Her şeyin tersini söyleyerek tarihi yeniden yazma işinin esin kaynağı, AKP kadrolarının pek çok vesileyle referans aldığı Necip Fazıl Kısakürek’tir. Onun “Havı tersine taramak” diye tarif ettiği bu türden bir tarih yazma işinin, geçmişteki olguların birbiriyle ilişkisine mantıklı bir açıklama getirerek bunların anlamlı bir bağlam içinde sıralanmasından sonuç çıkarmakla ilgisi yoktur. Tersine kendisine tarihçi etiketi takanın işi, eldeki tarih yazımının bir dava uğruna ters yüz edilmesinden ibarettir. Bunun, ihmal edilen emekçilerin, kadınların, öteki ezilenlerin de tarihe dahil edilerek geçmişe onların hak mücadeleleri gözünden bakmayı esas alan doğru bir tarih yazımıyla uzaktan yakından ilgisi yoktur. Tersine böyle bir tarih yazımı, galip egemen sınıfların gözünden okunan geçmişin; saray muharebelerinde kaybetmiş tarafın gözünden tarihi yeniden düzenleyebilmek adına olguları ters yüz etmekten, bulanıklaştırmaktan, onu yeniden anlamlandırmaktan başka bir anlamı yoktur. Necip Fazıl kendi tarih anlayışının ilkelerini İdeolocya Örgüsü adlı kitabında açıklar. Mustafa Armağan da Necip Fazıl’ın tarih anlayışını şöyle yorumlar: “Tarih bir kıymet hükmü tablosudur… Bu dava demiştir (Necip Fazıl) bir yerde, Güneş ceplerimizde kaybedilmişse o ceplerin ağzını dikmek değil, içini dışına çıkarmak, kumaşı ters yüz etmek, halının havını tersine taramak gerekir… Bu yüzden Necip Fazıl’da tarih, akademisyenin yaptığı türden sabırlı ve miyopça bir uzmanlık çalışması olamaz. O bir dava uğruna tarihin başına çömelmiştir… akın kara, karanın ak gösterildiği bir tarihi yeniden ayakları üzerine oturtmak yani davanın gerektirdiği akışa büründürmekle vazifelidir. Necip Fazıl’ın bu operasyon için önerdiği metot oldukça şaşırtıcıdır: Abdülhamit hakkında söylenen her olumsuz iddiayı tersine çevirdiğimizde doğruyu bulacağızdır.” (Zaman gazetesi, 4 Aralık 2005 Pazar) 

Tarihin, operasyona tabii tutularak “dava” için araçsallaştırılmasını başlıca yayın politikası olarak belirlemiş bir derginin serencamı 15 yıllık yayın hayatının bugün gelinen noktasında, Rıza Nur’un torbasındaki havı eşelemek olmuştur.
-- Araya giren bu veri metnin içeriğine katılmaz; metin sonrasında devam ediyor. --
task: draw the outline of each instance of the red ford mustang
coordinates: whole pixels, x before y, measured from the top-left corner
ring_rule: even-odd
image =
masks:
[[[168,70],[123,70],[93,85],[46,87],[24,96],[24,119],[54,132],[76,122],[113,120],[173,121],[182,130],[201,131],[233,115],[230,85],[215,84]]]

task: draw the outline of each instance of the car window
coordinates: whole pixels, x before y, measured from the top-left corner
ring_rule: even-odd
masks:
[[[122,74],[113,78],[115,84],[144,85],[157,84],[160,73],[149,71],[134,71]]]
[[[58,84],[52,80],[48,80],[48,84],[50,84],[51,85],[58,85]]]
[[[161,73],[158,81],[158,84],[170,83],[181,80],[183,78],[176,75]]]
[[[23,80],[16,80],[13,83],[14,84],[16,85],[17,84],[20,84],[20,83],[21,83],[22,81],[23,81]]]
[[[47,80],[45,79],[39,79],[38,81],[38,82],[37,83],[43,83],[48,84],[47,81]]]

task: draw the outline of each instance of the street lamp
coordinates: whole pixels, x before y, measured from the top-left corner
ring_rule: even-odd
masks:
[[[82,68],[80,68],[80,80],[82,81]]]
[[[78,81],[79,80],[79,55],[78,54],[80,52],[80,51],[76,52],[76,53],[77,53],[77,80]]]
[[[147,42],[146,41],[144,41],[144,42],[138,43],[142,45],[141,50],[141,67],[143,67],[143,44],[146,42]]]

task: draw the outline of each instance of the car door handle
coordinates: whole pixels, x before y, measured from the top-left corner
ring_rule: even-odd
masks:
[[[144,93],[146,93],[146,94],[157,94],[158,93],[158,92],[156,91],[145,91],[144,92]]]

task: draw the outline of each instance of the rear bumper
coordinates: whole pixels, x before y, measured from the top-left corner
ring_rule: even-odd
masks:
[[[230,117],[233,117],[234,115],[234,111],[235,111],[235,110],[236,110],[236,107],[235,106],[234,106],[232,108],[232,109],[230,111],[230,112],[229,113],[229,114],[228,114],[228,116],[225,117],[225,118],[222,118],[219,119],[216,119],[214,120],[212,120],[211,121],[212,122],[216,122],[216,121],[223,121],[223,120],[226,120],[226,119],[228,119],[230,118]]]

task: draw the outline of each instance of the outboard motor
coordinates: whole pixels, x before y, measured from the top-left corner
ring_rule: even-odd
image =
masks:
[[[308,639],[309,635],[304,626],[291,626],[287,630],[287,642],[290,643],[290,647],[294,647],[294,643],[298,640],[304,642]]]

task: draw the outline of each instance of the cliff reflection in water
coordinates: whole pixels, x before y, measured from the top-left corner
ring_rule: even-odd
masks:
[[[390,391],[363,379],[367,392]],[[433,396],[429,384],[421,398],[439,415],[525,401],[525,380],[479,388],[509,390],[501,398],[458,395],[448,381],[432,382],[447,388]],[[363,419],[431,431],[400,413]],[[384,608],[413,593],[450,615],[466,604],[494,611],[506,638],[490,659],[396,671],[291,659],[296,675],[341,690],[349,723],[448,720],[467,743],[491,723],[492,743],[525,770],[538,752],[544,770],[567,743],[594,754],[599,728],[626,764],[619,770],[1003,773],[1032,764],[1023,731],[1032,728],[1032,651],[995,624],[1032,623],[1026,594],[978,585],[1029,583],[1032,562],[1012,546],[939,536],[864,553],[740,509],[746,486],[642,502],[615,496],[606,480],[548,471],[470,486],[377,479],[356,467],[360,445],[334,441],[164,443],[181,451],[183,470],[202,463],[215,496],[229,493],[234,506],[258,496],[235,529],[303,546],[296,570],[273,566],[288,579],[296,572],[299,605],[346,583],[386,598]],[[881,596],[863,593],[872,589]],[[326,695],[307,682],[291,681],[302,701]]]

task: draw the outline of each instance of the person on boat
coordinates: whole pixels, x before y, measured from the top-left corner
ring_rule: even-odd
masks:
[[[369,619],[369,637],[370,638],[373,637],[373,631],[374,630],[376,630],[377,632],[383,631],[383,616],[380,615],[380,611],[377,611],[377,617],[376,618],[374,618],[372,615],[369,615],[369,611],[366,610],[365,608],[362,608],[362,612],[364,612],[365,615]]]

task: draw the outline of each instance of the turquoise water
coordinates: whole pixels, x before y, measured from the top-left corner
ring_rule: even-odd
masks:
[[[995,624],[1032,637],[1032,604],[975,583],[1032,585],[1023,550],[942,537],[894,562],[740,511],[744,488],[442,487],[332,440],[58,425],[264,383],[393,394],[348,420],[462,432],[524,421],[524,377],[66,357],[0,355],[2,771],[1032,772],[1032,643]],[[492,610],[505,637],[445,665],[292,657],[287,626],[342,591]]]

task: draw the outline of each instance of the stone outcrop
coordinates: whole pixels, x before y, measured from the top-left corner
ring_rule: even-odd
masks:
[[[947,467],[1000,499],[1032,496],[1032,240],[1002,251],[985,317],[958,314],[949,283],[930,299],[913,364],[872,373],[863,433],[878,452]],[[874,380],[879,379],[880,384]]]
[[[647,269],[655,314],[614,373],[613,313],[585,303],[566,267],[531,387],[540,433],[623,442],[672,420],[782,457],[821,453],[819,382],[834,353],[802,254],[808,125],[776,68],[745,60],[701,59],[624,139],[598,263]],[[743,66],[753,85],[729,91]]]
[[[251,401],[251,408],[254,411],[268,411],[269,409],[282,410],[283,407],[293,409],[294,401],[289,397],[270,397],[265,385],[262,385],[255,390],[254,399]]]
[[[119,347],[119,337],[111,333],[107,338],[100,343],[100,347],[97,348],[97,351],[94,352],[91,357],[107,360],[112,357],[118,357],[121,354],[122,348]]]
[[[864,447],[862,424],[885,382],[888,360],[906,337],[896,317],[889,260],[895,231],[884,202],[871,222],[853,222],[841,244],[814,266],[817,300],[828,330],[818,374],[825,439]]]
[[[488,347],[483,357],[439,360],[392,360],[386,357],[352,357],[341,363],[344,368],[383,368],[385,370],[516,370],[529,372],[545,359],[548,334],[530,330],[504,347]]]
Atatürk’ün annesinin, eşinin ve manevi kızının muharebeye sürüldüğü bir düzeydir bu. Kazım Karabekir’in Atatürk’ten 1 ay önce Samsun’a çıktığı iddiasının, bu Samsun’a çıkma durumunun kendisinin, yol açtığı toplumsal ve siyasal sonuçlardan daha anlamlıymış gibi aktarılmasındaki meram, Kurtuluş Savaşı’ndaki “önderlik” meselesini tartışmaya açmaktı. Şimdi gelinen noktada ise bu kadar “ince” bir  kasıt bile gözetilmiyor. Akademik tarihçiliğin aşağılanmasıyla başlayan maceranın sonu, belden aşağı vuruşların, dedikoduculuğun, ben söyledim olduculuğun, mesnetsiz atışçılığın tarih yerine yutturulmaya çalışıldığı bir kahve muhabbetinden fayda sağlama noktasıdır. Havı tersine taramaktan ibaret bir tarih anlayışının mantıksal sonucunun  Rıza Nur külliyatına varması acıklıdır. 

YAZARIN DİĞER YAZILARI
Sefer Selvi Karikatürleri
Evrensel Gazetesi Birinci Sayfa
Evrensel Ege Sayfaları
EVRENSEL EGE

Ege'den daha fazla haber, röportaj, mektup, analiz ve köşe yazısı...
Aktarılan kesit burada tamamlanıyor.